L’Initiative citoyenne face à la législation
La construction du canal sur la rivière massacre, est perçue comme une noble initiative, embrassée par toute une communauté. Cet engouement ne s’est pas enlisé dans les méandres et intrications des lois nationales et internationales, mais plutôt s’est étendu à la nation, supportée par sa diaspora. Ainsi se crée une ambivalence. Vox populi vox Dei, la voix du peuple est la voix de Dieu. Cependant, l’homme quoique né libre, avec le droit de rechercher son bien-être, vit dans un monde régi par des lois ; jusqu’où peut-il aller dans sa quête d’un idéal ? Une quelconque entité étatique : mairie, ministère de l’environnement, ministère des travaux publics, a-t-elle le mot du droit ?
Ce Jeudi 23 novembre 2023, à 11 heures à l’auditorium du campus, un Juriste originaire de la région concernée, Professeur d’Université, Me Raphaël Emmanuel, a offert à la communauté unifariste un « éclairage juridique » sur cette activité, porteuse d’espoir pour toute une nation.
Le « jeudi de l’UNIFA » de cette semaine a mis en lumière un sujet crucial, d’actualité et d’intérêt national, à savoir : « L’aspect juridique du canal d’irrigation sur la rivière Massacre ». Prononcée par le professeur de droit administratif, Me Emmanuel Raphaël, cette conférence a apporté un éclairage essentiel sur les implications légales entourant les travaux en cours.
En effet, depuis plusieurs mois, les citoyens de Ouanaminthe, dans le nord-est d’Haïti, ont pris l’initiative de poursuivre les travaux du canal d’irrigation initiés en 2018 par l’Etat haïtien. Alimentée par la rivière Massacre, cette infrastructure hydraulique vise à irriguer plus de 3 000 hectares de terres dans la plaine de Maribaroux.
Intervenant sur cette question, le Professeur Emmanuel Raphaël, spécialiste en droit interne, a d’entrée de jeu expliqué que le canal en construction peut être abordé tant sur le plan du droit international que du droit national. Dans le cadre de cet exposé, il a déclaré avoir opté pour une analyse basée sur le droit interne.
Selon Me Raphaël, le domaine national, autrement dit tout ce qui appartient à l’Etat, est divisé en deux catégories de bien : domaine public et domaine privé de l’Etat. Le domaine public de l’Etat, d’après lui, c’est l’ensemble des choses qui ne sont pas susceptibles d’être appropriées par quelqu’un, et même par l’Etat, et dont nous avons la jouissance commune. Cette notion a été définie par la loi du 22 septembre 1964.

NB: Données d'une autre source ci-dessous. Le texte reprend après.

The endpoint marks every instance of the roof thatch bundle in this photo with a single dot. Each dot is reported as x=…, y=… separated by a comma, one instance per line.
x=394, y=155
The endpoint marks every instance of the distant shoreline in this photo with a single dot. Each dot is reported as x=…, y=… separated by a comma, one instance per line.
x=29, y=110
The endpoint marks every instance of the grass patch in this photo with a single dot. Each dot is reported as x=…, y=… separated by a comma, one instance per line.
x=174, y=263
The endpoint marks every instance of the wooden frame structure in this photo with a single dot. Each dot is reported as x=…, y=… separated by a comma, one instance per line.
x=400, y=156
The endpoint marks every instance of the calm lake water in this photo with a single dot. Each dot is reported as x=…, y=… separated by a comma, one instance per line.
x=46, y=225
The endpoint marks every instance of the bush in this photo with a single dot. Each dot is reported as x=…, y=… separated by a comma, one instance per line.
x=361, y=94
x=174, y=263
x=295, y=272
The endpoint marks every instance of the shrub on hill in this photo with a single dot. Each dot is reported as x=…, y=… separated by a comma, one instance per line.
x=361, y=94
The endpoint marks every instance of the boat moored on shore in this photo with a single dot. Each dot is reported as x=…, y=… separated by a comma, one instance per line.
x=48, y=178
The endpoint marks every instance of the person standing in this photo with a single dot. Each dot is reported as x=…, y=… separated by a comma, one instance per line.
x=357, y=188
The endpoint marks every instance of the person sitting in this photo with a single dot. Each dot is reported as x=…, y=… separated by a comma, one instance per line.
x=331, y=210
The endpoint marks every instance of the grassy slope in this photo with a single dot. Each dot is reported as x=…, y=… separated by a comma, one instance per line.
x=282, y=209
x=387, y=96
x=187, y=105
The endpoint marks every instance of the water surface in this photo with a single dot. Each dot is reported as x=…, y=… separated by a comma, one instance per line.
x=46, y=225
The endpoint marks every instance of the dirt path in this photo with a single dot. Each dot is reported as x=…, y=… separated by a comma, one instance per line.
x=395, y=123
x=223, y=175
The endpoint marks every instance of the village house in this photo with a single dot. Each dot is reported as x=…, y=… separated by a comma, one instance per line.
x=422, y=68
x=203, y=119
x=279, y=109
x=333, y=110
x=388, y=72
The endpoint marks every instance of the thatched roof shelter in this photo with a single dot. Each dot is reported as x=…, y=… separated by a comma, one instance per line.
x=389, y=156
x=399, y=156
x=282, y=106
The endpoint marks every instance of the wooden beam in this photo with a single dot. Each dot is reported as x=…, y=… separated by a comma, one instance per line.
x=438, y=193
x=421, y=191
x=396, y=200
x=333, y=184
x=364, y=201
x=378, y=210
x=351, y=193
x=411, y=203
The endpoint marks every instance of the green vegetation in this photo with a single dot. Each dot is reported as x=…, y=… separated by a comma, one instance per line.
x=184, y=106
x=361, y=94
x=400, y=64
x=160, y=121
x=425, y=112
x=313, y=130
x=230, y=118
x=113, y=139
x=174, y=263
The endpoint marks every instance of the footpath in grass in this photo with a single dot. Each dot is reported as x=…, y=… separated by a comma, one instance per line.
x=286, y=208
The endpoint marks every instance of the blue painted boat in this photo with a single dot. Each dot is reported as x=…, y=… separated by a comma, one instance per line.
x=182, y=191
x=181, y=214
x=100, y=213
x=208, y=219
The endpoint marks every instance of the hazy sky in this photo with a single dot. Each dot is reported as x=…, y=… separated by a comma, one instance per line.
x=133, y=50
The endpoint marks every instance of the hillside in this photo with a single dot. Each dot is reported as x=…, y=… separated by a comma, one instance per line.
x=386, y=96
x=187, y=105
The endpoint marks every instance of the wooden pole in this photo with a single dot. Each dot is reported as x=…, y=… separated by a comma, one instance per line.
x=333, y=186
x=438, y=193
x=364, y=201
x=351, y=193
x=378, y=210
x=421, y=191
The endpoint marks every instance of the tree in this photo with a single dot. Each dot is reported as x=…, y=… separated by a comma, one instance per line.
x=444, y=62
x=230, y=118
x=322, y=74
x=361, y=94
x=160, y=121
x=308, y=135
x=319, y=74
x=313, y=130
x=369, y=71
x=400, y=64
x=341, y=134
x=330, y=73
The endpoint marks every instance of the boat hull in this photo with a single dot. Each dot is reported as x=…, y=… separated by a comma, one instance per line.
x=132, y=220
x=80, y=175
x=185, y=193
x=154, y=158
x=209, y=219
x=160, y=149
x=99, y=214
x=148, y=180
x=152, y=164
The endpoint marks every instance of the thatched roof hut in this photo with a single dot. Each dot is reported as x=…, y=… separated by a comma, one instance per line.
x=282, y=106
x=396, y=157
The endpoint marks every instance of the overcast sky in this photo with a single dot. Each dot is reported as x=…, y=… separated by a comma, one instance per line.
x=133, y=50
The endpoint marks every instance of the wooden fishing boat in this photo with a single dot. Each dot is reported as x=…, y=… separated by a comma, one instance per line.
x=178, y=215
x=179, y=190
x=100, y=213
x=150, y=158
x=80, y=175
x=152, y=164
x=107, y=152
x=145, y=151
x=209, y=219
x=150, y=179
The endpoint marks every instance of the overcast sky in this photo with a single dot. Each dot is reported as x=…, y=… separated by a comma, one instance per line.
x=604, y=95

Le professeur a pris le temps d’énumérer, suivant l’article 2 de la loi précitée, les biens faisant partie du domaine public de l’Etat. Il en a profité pour faire comprendre à l’assistance que le canal fait partie des biens publics de l’Etat. « Donc, l’article 2 a déjà donné un statut au canal dans le droit interne », a-t-il précisé.

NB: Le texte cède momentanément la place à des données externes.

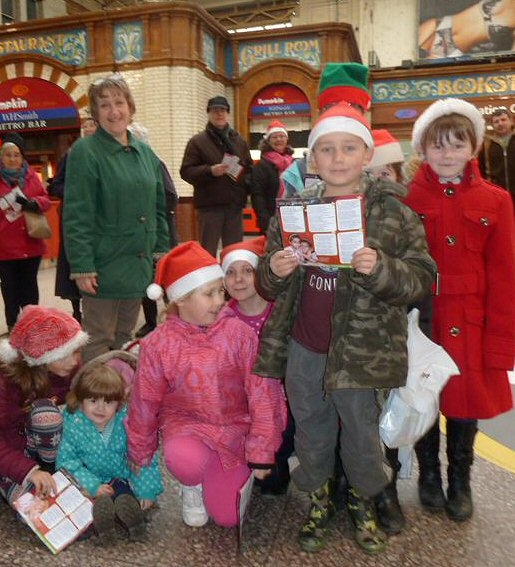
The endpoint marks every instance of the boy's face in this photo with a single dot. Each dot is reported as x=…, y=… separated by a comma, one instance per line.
x=449, y=159
x=384, y=172
x=239, y=280
x=203, y=305
x=64, y=366
x=502, y=124
x=339, y=158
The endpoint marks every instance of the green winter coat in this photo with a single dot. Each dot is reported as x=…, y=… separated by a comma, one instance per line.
x=369, y=323
x=114, y=214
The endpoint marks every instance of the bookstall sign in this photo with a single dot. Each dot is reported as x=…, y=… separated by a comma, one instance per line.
x=279, y=100
x=28, y=104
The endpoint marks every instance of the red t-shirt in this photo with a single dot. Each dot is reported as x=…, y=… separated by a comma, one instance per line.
x=312, y=326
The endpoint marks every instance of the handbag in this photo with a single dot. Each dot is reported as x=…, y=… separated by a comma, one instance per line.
x=37, y=225
x=411, y=410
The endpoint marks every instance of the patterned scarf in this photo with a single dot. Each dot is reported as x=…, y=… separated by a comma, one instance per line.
x=15, y=177
x=282, y=162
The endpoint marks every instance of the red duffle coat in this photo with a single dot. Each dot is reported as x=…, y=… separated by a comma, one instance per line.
x=470, y=230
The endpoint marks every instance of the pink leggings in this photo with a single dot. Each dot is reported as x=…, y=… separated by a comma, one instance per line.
x=192, y=462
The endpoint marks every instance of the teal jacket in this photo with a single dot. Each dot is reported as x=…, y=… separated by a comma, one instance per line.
x=114, y=214
x=94, y=459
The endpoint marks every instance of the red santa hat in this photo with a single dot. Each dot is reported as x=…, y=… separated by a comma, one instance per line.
x=248, y=251
x=386, y=149
x=443, y=107
x=275, y=126
x=341, y=118
x=182, y=270
x=42, y=335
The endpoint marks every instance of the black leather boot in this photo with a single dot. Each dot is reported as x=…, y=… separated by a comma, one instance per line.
x=460, y=453
x=430, y=489
x=388, y=510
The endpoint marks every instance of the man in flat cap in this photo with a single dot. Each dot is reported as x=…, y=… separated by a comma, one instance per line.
x=217, y=163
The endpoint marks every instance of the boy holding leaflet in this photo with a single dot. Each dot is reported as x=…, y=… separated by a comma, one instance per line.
x=339, y=335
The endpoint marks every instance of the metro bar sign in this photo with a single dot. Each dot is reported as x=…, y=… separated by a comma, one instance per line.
x=28, y=104
x=279, y=100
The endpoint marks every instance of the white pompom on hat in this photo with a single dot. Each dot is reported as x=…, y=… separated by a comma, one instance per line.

Il a poursuivi son argumentation pour distinguer deux types de biens du domaine public, à savoir : les biens du domaine public naturel et les biens du domaine public artificiel. Les biens du domaine public naturel sont ceux qui ont été créés par la nature, par exemple : les rivières, les fleuves, les lacs, les étangs, les ilots, etc. Par contre, les biens du domaine public artificiel ont été construits par l’Etat pour une jouissance commune, par exemple : les ports, les routes, les canaux, etc.
Me Raphaël a examiné la question de la propriété privée des terrains par lesquels passe le canal, en mettant en évidence deux instruments dont dispose l’Etat pour garantir l’intérêt général, à savoir l’expropriation et la servitude. Il a clairement spécifié que l’Etat a le pouvoir d’exproprier pour cause d’utilité publique, car la propriété privée se limite aux causes d’intérêt général. Les servitudes d’utilité publique, prévues par la loi du 3 septembre 1979, sont des assujettissements ou charges permanentes et obligations établis par les lois, arrêtés et règlements imposés dans l’intérêt général de la collectivité, a-t-il indiqué.
Ce jeudi de l’UNIFA a offert une belle opportunité aux étudiants et professeurs de pouvoir discuter des aspects juridiques entourant le canal en construction à Ouanaminthe. Il a joué un rôle clé en éclairant les participants sur les implications légales de ce projet et en encourageant une réflexion approfondie sur les pouvoirs dont dispose l’Etat pour servir l’intérêt général. Par cette conférence, l’Université de la Fondation Dr Aristide montre sa volonté de jouer un rôle actif dans l’éclaircissement des questions d’intérêt national pour le développement de notre chère Haïti.